I think his grandfather would have loved that quote!


RE: Lincoln Grandchildren & G-Grandchildren - Eva Elisabeth - 10-10-2015 11:06 AM

I agree, Scott - what a brief but all-embracing laudatio by a grandchild!

Lincoln once complained at (with?to?) a Springfield neighbor from whom he used to buy milk that the ceiling in that fellow's house was too low.

Found it: Neighbor James Gourley recalled that Mr. Lincoln “used to Come to our house with Slippers on – one Suspender and an old pair of pants – Come for milk – our room was low and he said, ‘Jim – you have to lift your loft a little higher. I Can’t stand in it well."


RE: Lincoln Grandchildren & G-Grandchildren - RJNorton - 10-10-2015 01:49 PM

(10-10-2015 11:06 AM)Eva Elisabeth Wrote:  I agree, Scott - what a brief but all-embracing laudatio by a grandchild!

Lincoln once complained at (with?to?) a Springfield neighbor from whom he used to buy milk that the ceiling in that fellow's house was too low.

Found it: Neighbor James Gourley recalled that Mr. Lincoln “used to Come to our house with Slippers on – one Suspender and an old pair of pants – Come for milk – our room was low and he said, ‘Jim – you have to lift your loft a little higher. I Can’t stand in it well."

I believe it is probably apocryphal, but there is story attributed to Abraham Lincoln in which he was asked "How long do you think a man’s legs should be?" and he replied, "Long enough to reach the ground."

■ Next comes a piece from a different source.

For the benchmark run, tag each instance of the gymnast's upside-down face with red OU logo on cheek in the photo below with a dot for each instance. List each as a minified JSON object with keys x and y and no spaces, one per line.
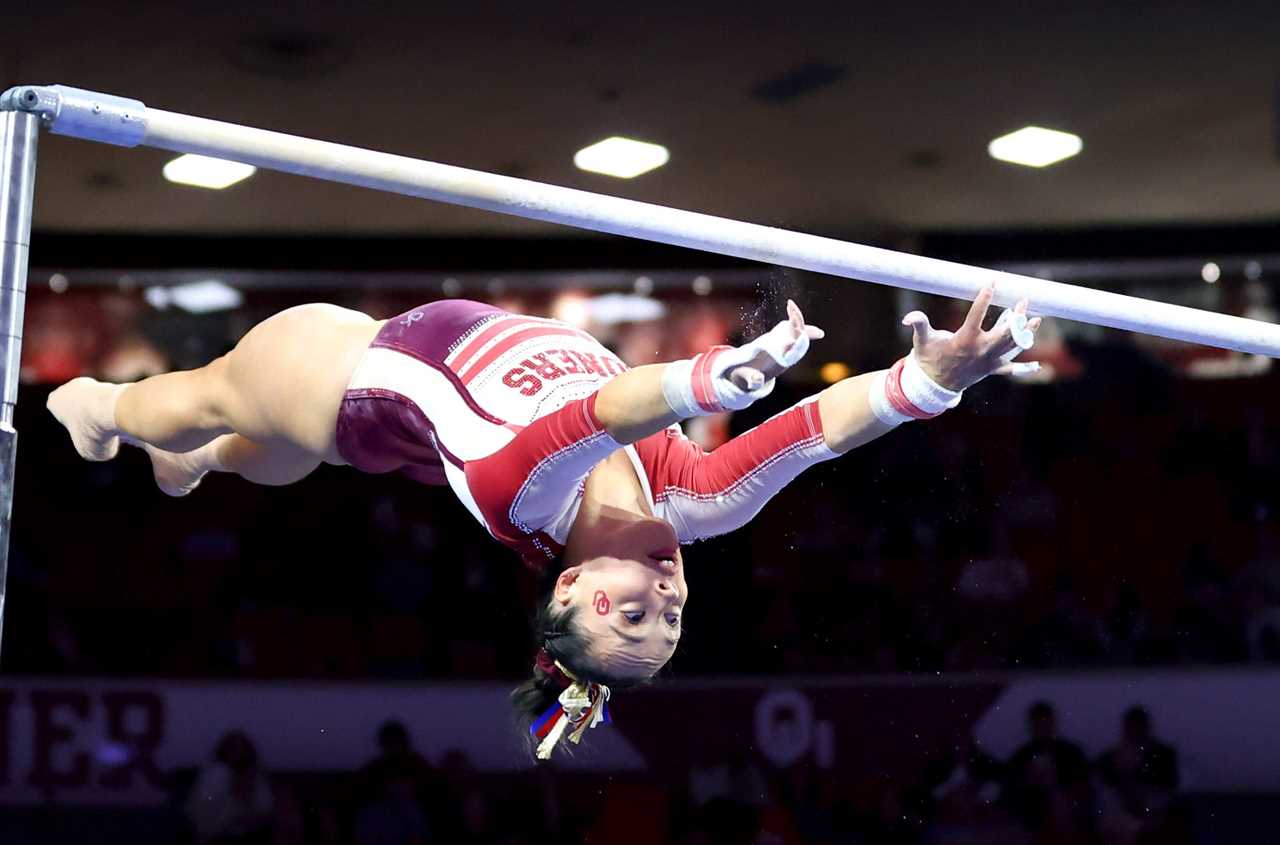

RE: Lincoln Grandchildren & G-Grandchildren - Eva Elisabeth - 10-10-2015 06:36 PM

Two further "lengthy" stories come to my mind:
When Charles Sumner declined A. Lincoln's challenge to stand back to back to determine who was taller, Lincoln commented later that Sumner "made a fine speech about this being the time for uniting our fronts against the enemy and not our backs. But I guess he was afraid to measure, though he is a good piece of man."
(Ben Perley Poore: "Perley's Reminiscences Illustrated",II, p. 61.)

To another "measuring subject" who turned out to indeed be taller he said "Today you stood higher than your president".


RE: Lincoln Grandchildren & G-Grandchildren - RJNorton - 06-08-2023 10:07 AM

https://allthatsinteresting.com/robert-todd-lincoln-beckwith


RE: Lincoln Grandchildren & G-Grandchildren - Steve - 07-28-2023 12:28 PM

Thanks for sharing the article Roger!